Sinon, l'appartement en lui même est tout petit, la cuisine est un placard et on a pas de salon, mais on a des grandes chambres, on est tous plutot soucieux de la propreté (surtout alessia, qu'il faut parfois retenir de force de faire le ménage, en lui expliquant que ce n'est pas son rôle, qu'elle n'est pas obligée, et qu'elle l'a déjà fait 5 fois aujourd'hui...), et on est tous gentils, donc la collocation est vraiment parfaite.
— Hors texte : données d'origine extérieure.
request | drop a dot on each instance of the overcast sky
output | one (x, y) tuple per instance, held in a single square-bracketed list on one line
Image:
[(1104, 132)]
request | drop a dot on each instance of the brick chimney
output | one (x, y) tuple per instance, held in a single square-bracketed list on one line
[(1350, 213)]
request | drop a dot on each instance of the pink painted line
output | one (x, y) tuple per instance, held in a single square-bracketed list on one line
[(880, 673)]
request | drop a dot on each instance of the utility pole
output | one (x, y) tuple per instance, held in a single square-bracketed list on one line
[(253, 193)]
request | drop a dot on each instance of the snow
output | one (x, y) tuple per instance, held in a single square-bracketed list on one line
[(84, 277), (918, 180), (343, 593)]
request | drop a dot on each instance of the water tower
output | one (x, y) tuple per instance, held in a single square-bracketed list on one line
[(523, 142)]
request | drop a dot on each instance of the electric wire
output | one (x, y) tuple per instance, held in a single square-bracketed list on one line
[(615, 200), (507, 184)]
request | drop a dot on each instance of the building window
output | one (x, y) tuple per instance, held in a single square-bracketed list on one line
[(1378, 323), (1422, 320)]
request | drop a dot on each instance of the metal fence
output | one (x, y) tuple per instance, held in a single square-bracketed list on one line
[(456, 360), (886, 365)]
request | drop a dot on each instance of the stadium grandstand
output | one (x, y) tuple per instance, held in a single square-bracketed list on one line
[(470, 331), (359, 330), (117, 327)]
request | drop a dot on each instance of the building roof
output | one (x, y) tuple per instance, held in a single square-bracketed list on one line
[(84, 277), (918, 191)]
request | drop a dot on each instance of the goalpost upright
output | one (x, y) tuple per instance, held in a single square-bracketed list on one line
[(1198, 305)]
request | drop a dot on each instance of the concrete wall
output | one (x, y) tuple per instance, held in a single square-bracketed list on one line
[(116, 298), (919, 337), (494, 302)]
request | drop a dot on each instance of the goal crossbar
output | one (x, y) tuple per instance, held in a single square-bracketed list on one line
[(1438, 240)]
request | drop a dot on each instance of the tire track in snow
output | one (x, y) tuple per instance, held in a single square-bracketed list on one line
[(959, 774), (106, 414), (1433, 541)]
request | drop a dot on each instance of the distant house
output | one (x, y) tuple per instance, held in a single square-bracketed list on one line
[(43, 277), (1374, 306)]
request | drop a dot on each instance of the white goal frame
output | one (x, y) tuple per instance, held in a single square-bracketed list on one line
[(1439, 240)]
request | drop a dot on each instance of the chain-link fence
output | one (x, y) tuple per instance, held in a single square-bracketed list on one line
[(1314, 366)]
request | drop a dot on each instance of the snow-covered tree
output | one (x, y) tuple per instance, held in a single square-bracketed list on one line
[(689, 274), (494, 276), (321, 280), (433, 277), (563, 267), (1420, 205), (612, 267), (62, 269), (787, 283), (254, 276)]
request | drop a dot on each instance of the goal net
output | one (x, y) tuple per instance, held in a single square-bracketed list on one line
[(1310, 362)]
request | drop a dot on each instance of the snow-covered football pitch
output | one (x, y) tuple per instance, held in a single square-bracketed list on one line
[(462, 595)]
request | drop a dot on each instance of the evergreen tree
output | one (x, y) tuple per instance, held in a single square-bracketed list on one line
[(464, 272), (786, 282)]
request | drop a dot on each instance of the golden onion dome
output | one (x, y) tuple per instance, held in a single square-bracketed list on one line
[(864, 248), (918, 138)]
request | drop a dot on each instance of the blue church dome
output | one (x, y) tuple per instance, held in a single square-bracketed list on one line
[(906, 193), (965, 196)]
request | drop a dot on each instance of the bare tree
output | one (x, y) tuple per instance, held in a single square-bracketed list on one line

De plus, hors Carlo, on a globalement tous les mêmes horaires et rentrer vers 3h du matin pour trouver ses collocataires en train de jouer au poker, je trouve ça super!!
Voila pour la description du lieu de vie Erasmus à Bologne!!




mardi 27 octobre 2009

ENFIN

ENFIN !!!

Enfin, le temps s'est trouvé plus fort que l'anomie et l'anti-organisation italienne!! Enfin, apres plus d'un mois d'attente dans une impatience que je ne décrirai pas, par pudeur, nous avons internet dans l'appartement!!! Je ne saurais exprimer à quel point ceci marque une nouvelle ère dans cette année Erasmus : il devient possible d'étudier, de communiquer, de se cultiver, toute ces choses qui nous manquent terriblement, nous autres geek ultramoderne.
Je vais pouvoir ecouter claude nougaro, parler avec pleins de gens, et même étudier les cours en ligne!!